The acquisition of FrontPoint was perhaps the most important of these deals. In the first place, it was the only deal in which Morgan Stanley bought a controlling stake of the hedge fund manager. More importantly, the deals left FrontPoint executives in prominent roles within Morgan Stanley. Many of the FrontPoint partners were Morgan Stanley veterans, and on their return the investment management division was remade around them.
FrontPoint Chairman and co-founder Philip Duff, a former chief financial officer of Morgan Stanley, reported directly to Mack as a consultant on strategy. Co-founder Gil Caffray was named vice-chairman of Morgan Stanley’s investment management division.
FrontPoint’s chief operating officer, Joanne Pace, became the division’s operations chief. Daniel Waters, who was a managing director at Morgan Stanley before joining FrontPoint, became the head of institutional sales for the division. FrontPoint partner Mike Kelley became the chief investment officer of the absolute returns strategies group in the division. Arthur Lev was tapped to be general counsel of the division, a job he held prior to joining FrontPoint.
Many of these executives have since left the firm or been replaced in these positions. Duff left in late 2007 to become chief executive of Duff Capital Advisors. Caffray left last year to join Touradji Capital Management. Earlier this year Fleming brought in Ed Moriarty, recently of Merrill Lynch, as chief operating officer, replacing Pace. Kelley and Waters lost their titles at Morgan Stanley when Fleming came in, although both remain at FrontPoint.
Morgan Stanley discloses almost nothing about FrontPoint now.

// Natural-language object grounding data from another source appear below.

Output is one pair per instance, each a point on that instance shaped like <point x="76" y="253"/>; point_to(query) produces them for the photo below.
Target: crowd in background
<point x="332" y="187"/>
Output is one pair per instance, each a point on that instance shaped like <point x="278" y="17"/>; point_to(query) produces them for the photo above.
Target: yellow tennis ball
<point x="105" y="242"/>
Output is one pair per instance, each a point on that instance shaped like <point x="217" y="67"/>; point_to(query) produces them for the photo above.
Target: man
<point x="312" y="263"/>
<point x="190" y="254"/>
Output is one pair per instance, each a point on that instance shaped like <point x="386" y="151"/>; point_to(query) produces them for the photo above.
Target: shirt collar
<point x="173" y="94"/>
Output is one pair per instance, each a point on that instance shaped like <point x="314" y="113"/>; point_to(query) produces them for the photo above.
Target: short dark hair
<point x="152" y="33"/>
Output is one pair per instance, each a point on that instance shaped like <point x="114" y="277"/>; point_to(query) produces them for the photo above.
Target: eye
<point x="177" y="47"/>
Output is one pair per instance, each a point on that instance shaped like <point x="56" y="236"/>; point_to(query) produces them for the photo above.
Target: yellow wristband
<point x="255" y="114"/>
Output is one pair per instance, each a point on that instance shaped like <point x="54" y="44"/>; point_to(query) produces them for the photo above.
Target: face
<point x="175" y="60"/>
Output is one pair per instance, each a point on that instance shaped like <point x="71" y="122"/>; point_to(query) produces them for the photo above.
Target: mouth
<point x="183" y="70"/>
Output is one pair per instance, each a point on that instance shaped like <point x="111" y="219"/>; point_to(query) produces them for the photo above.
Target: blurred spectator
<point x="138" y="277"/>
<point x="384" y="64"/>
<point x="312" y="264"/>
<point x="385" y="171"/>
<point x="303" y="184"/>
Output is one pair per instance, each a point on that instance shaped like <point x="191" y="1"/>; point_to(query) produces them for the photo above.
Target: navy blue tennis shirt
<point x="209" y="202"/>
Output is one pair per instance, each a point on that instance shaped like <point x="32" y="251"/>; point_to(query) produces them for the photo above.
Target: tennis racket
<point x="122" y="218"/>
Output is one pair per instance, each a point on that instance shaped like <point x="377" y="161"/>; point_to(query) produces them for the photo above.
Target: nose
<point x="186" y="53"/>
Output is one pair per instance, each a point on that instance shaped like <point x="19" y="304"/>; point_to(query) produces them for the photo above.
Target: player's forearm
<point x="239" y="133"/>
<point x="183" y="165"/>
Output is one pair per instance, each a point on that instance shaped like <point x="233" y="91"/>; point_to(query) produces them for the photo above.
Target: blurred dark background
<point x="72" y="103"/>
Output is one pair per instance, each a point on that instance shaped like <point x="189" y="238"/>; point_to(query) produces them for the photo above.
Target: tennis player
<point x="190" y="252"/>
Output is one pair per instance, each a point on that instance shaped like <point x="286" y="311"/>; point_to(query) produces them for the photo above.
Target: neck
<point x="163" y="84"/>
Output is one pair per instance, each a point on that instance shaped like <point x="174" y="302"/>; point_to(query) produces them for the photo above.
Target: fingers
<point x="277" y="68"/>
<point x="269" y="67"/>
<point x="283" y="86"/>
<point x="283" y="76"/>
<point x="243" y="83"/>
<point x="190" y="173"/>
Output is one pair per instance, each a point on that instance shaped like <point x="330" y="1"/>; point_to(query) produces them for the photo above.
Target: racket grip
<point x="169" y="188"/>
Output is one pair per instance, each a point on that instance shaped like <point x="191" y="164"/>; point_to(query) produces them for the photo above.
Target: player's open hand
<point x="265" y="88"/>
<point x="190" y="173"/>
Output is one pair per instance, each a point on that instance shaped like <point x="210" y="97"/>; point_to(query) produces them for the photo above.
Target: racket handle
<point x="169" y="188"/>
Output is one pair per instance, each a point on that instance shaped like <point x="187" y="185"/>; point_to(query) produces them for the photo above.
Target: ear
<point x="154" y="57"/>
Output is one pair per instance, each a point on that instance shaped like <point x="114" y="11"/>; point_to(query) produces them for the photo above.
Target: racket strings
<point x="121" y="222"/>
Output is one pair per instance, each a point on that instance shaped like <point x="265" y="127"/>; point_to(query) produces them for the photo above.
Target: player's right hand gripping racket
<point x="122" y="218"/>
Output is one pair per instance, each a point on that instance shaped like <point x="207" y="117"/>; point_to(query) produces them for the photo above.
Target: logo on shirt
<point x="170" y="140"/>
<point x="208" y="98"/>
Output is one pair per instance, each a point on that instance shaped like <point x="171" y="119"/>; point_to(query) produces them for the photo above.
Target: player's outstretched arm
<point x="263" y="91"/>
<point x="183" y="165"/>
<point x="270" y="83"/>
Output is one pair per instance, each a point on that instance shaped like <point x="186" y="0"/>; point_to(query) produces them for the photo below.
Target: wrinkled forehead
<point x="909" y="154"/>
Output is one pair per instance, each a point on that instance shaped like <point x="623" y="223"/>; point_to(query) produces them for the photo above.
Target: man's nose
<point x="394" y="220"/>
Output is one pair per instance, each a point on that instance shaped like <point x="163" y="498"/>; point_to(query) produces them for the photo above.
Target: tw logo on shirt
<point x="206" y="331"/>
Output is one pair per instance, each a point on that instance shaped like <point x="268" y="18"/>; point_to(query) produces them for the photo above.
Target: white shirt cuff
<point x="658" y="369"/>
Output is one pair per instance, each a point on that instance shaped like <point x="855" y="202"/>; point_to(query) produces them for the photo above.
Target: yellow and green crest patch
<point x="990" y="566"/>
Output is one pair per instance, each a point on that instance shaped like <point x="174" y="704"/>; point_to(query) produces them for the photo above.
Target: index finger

It is not clear, for instance, how much money FrontPoint has under management. At the time of the acquisition, Morgan Stanley said FrontPoint had $5.5 billion AUM.
The precise arrangements for the spin-off are still being negotiated.
One source familiar with the situation at FrontPoint said that partners are squabbling about the structure of the separation deal. Lower level employees are said to be nervous about whether their positions will survive the spin-off.

John Carney
CNBC Senior Editor
FrontPoint played a prominent role in Michael Lewis’s book "The Big Short: Inside The Doomsday Machine." FrontPoint portfolio manager Steven Eisman, a one-time mentor to well-known banking sector analyst Meredith Whitney, made bearish bets on housing that resulted in a lucrative payoff for FrontPoint.
Under Gorman, Morgan Stanley has been extensively restructuring its investment management division. The division reported its first quarterly profit in over two years in the first quarter of this year but returned to loss-making in the second quarter.
On the second quarter earnings call Gorman indicated that changes were coming to the division, saying that Fleming was examining the “structure associated with the various hedge fund stakes we have.”
Even before Fleming came on, the company was restructuring the investment management division to focus on institutional clients. The retail mutual fund business, Van Kampen, was sold to Investco in a deal that was finalized in June. News reports have said that the company is mulling a possible sale of its property business, including whether to sell it. Other changes are likely in the works, insiders at Morgan Stanley say.
“What we’re seeing is the end of the era of John Mack,” a former Morgan Stanley employee told CNBC.